ΝΗΡΕΥΣ Α.Ε.

Additional resolutions 1st Recurring Extraordinary Shareholders General Meeting

The company NIREFS CHIOS AQUACULTURES S.A. announced today that its 1st Recurring Extraordinary Shareholders General Meeting of July 30, 2005, approved unanimously the following items of the Daily Agenda:

1a) The actions, statements or announcements the BoD of the company or their authorized representatives made up to now, within the context of the procedure and for the purpose of the merger of the company NIREFS CHIOS AQUACULTURES S.A. by the absorption of the company FEEDUS S.A.;
1b) The relevant merger agreement draft of 5/5/2005 of the aforesaid merger, as it has been drawn up by the BoD of the companies and the restructuring balance sheet of 31.12.2004.

2. The share capital increase of the company and the relevant modification of Article 5 of its Articles of Association (re: addition of a paragraph as to the share capital increase of the company by:
a) the amount of the contributed share capital, amounting euro 7,841,631 of the absorbed company "FEEDUS S.A." through a simultaneous decrease by euro 4,432,778.1, due to the cancellation of shares that the absorbing company holds, viz. by euro 3,408,852.9
b) by the amount of euro 62,602.58 through the capitalization of reserves from the Share Premium Account and with the simultaneous decrease of the par value of the share from ?1.62 to euro 1.25 per share, i.e. by euro 0.37 per share. Thus, the share capital of the company amounts to euro 50,460,642.50 and it is dividend into 40,368,514 common registered voting shares, of a par value of euro 1.25 each).

3. The authorization to: a) Mr.Aristidis Beles to sign on behalf of the company the notary deed pertaining to the merger of the company by the absorption of the company FEEDUS S.A. and take any other action required for the consummation of the said merger and b) to the BoD of the company to settle -at its own discretion-any fractional rights that might derive from the share capital increase of the absorbing company and during the shares' exchange of the merging companies.

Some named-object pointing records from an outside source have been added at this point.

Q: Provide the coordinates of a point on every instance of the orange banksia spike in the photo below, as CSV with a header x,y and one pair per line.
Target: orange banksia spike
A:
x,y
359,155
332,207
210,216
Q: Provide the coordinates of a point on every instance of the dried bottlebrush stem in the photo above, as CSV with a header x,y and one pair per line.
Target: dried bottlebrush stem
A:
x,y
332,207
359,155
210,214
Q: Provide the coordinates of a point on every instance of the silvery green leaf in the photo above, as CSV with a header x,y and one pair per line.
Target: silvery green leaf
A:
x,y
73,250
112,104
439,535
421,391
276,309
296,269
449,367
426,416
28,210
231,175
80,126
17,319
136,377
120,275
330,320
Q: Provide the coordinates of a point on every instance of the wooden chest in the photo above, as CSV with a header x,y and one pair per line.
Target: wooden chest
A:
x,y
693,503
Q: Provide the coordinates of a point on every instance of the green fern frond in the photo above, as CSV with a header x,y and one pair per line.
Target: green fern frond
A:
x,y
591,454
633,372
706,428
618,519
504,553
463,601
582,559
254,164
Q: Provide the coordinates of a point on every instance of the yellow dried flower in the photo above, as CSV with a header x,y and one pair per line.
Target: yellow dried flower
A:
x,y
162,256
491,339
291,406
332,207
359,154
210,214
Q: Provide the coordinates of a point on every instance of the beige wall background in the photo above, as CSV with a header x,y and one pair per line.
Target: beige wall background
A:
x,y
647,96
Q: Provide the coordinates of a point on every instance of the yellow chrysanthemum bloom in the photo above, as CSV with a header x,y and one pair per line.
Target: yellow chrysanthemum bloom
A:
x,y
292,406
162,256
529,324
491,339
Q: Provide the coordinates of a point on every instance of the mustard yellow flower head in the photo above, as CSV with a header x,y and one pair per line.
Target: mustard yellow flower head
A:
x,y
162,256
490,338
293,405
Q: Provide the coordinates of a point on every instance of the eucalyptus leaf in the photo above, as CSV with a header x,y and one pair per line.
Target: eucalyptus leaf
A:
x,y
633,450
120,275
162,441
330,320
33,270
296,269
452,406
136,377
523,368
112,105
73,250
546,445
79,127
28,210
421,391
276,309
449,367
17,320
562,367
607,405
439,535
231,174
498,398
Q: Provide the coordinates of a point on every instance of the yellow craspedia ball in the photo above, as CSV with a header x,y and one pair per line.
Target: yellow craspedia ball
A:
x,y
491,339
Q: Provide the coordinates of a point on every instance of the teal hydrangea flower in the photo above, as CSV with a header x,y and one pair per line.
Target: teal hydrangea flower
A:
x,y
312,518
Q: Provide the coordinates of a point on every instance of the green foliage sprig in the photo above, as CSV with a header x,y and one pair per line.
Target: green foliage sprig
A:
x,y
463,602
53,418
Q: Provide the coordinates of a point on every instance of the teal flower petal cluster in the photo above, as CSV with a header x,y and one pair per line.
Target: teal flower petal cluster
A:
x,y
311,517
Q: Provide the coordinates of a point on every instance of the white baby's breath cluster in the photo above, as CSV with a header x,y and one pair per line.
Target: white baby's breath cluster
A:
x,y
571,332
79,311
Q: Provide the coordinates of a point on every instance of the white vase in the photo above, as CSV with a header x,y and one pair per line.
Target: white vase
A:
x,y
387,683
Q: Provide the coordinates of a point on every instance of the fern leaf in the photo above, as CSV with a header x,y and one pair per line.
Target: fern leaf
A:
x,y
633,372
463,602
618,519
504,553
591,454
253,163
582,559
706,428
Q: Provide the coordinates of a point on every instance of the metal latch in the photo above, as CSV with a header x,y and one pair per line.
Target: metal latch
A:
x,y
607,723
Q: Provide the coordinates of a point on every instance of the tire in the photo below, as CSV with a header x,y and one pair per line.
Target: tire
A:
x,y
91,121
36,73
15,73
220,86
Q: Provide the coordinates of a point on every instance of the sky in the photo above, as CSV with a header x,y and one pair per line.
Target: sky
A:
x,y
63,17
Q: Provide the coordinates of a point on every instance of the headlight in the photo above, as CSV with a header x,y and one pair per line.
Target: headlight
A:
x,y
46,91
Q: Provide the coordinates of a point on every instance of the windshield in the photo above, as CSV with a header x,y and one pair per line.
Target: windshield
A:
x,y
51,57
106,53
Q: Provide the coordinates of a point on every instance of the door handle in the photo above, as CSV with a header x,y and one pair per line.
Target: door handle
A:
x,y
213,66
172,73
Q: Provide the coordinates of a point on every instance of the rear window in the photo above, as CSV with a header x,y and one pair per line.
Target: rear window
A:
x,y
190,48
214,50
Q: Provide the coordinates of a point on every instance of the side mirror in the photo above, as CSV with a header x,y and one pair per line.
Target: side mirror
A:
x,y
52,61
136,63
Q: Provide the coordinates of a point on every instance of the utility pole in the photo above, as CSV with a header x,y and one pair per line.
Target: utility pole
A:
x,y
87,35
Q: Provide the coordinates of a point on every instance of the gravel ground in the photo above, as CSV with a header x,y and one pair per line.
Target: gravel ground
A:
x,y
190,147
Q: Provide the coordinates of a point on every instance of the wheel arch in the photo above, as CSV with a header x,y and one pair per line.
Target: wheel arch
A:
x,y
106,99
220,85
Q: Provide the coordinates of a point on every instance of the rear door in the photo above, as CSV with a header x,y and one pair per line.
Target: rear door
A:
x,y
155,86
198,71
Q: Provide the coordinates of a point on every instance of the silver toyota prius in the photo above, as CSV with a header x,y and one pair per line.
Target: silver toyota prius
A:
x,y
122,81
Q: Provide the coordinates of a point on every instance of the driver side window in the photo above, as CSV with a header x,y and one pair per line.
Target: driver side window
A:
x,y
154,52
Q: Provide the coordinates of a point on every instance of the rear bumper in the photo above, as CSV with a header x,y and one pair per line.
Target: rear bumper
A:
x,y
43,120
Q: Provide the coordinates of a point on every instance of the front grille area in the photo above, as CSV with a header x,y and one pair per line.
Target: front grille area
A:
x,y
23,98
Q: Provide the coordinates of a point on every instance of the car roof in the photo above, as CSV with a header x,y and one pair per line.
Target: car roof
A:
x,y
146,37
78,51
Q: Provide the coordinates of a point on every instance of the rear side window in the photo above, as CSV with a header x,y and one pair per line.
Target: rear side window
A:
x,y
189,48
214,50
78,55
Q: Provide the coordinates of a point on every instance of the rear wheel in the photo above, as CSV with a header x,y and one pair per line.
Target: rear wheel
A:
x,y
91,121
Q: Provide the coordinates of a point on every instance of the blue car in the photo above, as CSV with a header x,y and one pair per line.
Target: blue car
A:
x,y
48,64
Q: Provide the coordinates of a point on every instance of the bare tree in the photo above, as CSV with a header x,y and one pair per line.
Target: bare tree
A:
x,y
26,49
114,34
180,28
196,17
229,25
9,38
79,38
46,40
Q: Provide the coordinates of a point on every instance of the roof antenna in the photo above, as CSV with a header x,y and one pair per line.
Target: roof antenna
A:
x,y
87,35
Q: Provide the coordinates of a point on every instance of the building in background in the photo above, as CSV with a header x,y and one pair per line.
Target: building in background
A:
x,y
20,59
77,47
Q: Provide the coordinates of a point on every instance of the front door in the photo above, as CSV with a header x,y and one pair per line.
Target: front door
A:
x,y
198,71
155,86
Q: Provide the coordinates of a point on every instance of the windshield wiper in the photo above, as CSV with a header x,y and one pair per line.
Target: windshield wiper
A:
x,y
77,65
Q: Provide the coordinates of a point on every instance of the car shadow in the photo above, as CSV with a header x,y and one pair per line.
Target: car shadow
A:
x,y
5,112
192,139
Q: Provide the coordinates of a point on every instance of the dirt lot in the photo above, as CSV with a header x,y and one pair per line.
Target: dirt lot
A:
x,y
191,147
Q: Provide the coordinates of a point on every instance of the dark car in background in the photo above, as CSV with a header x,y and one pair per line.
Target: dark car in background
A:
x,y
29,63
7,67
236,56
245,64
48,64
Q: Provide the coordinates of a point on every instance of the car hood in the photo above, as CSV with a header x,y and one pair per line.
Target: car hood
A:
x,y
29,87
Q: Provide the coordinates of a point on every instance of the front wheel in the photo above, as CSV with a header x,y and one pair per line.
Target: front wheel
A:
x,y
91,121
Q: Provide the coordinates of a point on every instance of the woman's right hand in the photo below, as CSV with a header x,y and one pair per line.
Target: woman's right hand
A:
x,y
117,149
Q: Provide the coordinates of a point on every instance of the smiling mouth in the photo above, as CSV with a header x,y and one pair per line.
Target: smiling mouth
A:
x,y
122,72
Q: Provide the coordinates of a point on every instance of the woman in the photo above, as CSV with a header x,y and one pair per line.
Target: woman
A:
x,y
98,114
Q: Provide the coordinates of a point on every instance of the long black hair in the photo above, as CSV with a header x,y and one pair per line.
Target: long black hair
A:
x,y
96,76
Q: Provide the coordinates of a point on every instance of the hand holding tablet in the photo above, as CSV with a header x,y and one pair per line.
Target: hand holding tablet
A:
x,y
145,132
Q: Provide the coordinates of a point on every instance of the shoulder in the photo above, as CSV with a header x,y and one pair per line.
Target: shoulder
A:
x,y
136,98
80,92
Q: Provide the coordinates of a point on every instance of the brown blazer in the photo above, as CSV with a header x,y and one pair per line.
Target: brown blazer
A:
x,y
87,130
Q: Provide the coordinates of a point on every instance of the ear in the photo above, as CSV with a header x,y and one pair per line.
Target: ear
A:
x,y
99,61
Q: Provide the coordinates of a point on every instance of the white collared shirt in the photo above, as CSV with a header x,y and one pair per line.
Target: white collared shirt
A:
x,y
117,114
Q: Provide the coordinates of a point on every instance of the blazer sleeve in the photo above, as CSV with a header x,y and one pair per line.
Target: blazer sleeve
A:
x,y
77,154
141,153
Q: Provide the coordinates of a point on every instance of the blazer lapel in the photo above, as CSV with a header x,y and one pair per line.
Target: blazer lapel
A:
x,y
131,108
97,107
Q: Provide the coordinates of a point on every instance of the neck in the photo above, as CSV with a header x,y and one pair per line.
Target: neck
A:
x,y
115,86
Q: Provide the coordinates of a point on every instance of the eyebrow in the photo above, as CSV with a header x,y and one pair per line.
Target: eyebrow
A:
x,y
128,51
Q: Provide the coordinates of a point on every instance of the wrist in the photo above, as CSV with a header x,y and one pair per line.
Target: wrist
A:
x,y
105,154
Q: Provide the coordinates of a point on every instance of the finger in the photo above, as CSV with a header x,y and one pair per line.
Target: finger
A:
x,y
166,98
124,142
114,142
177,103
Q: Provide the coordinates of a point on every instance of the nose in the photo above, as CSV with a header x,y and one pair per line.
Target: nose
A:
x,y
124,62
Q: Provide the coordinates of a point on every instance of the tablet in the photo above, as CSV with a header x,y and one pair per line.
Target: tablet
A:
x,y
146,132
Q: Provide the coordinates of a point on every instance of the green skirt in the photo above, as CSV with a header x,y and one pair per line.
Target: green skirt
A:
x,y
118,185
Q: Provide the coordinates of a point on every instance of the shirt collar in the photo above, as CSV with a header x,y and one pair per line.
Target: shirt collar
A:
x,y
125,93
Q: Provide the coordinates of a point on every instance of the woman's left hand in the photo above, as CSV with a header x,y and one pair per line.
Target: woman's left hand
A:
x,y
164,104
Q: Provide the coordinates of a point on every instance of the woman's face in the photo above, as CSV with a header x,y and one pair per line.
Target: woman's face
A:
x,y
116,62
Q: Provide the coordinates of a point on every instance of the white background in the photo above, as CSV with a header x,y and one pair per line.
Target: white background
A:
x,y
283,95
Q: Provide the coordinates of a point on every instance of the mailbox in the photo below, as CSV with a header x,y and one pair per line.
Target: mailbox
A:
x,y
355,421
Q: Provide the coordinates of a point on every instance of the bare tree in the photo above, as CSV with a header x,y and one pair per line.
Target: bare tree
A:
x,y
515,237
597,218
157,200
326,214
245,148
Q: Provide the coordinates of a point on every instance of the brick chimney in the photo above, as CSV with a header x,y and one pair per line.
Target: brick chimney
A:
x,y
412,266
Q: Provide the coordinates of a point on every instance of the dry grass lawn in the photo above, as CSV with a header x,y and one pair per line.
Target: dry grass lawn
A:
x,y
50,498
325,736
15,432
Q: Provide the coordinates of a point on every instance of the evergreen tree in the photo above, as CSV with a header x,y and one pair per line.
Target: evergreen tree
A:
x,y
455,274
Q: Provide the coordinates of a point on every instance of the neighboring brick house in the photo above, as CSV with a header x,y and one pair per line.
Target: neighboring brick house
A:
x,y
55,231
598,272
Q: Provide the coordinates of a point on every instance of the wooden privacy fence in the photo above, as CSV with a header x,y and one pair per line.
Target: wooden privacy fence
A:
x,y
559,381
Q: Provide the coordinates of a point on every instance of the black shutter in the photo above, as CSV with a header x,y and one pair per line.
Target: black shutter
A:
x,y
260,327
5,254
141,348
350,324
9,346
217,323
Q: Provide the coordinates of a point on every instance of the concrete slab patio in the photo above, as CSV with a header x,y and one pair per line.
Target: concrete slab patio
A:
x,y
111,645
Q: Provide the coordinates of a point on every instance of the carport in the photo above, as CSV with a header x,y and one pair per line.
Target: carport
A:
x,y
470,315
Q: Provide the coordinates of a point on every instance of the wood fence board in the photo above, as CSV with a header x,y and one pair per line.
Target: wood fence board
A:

4. The authorization to the BoD of the company to settle all the issues related to the granting of licences and approvals by the HCMC and the ATHEX, the drawing up and issue of the Prospectus of the company with respect to the aforesaid merger, the listing and trading of the shares of the absorbing company after the completion of the merger process and of any other relevant issue.

5. The modifcation of Article 1 (re: change in the trade name of the company from "NIREFS CHIOS AQUACULTURES S.A. to "NIREFS AQUACULTURES S.A." with the distinctive title "NIREFS S.A.").

6. The modifcation of Article 3 (re: addition and expansion of the purpose of the company due to the merger of the company by absorption of 'FEEDUS S.A.").